Total Time: 25 minutes
- 3 MexAmerica Garlic & Herb Wraps
- 1 Pound Chicken Tenders (6-7)
- 1 Teaspoon Sesame Oil
- 1 Teaspoon Olive oil or Corn oil
- Salt, Pepper and Garlic Powder
- 1 Tablespoon Rice Wine Vinegar
- Juice of 1 Lime
- 1/2 Cup Sweet Chili Sauce
- 1 Cup Snow Peas, cleaned and rough chopped
- 1/4 Cup Fresh Cilantro leaves, rough chopped
- In a large pan, heat the sesame and olive oils. Add the chicken in batches. First brown both sides and then turn the heat down just until the chicken is cooked through, about 5 minutes. Remove and set aside.
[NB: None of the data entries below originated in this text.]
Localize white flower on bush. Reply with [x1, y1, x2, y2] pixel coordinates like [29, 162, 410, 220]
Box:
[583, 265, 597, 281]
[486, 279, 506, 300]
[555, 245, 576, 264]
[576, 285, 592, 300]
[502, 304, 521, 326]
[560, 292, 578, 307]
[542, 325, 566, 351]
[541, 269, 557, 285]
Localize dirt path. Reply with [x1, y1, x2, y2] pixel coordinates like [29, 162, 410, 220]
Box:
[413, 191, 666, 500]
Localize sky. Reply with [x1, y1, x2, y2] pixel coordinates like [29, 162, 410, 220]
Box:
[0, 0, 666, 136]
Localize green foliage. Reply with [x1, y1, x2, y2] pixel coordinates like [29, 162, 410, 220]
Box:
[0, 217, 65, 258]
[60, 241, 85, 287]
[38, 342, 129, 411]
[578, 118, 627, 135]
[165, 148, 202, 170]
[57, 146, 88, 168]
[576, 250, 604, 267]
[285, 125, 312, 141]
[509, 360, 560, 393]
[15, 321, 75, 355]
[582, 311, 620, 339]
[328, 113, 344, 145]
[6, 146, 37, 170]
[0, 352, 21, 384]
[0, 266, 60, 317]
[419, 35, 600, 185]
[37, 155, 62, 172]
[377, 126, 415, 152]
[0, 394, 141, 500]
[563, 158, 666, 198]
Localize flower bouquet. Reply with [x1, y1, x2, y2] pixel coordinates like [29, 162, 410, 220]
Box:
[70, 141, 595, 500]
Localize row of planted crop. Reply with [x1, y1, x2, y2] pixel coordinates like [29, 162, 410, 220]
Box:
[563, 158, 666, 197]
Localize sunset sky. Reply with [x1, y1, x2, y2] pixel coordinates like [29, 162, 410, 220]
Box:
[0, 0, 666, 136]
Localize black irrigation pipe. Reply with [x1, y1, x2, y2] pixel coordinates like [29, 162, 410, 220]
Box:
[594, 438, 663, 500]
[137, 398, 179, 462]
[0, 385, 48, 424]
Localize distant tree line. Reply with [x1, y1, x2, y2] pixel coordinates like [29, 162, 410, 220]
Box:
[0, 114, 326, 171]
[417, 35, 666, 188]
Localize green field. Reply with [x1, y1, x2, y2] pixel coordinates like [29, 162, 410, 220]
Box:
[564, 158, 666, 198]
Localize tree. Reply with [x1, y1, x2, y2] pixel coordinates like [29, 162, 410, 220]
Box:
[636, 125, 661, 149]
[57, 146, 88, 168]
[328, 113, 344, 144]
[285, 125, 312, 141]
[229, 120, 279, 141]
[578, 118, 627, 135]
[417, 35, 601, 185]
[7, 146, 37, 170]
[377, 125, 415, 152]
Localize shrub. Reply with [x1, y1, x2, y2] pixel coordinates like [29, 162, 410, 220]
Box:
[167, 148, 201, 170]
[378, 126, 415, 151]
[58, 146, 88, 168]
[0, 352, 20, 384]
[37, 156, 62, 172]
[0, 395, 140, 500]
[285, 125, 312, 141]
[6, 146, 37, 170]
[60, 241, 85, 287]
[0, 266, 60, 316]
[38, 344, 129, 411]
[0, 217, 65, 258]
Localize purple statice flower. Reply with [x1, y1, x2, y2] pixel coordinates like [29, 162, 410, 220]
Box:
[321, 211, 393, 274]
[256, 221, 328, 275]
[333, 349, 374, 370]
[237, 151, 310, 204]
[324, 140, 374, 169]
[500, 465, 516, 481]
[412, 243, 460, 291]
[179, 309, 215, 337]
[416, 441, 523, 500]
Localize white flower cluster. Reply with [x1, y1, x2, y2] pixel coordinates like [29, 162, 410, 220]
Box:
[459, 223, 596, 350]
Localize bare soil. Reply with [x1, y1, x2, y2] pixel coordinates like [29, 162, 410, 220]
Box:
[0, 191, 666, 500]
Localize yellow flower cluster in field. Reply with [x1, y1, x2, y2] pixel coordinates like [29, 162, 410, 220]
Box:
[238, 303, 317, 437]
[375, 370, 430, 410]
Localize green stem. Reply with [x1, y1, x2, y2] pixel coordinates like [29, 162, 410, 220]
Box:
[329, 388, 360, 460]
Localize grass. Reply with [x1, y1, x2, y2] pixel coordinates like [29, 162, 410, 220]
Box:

- To the same pan, add the rice wine vinegar, lime juice and sweet chili sauce. Stir, scraping up any brown bits in the pan, and bring it to a full rolling boil. Boil for about 1 minute, until the sauce is thick.
- Turn off the heat and add the snow peas, cashews and cilantro. Stir thoroughly so the chicken is well coated.
- Place two tenders and an appropriate amount of sauce on each wrap. Roll up and enjoy!
Chef Lynn’s Tips:
If you love an in-your-face cilantro taste, leave the leaves whole. If you prefer it to be more subtle, chop it finely so it will distribute evenly through the sauce.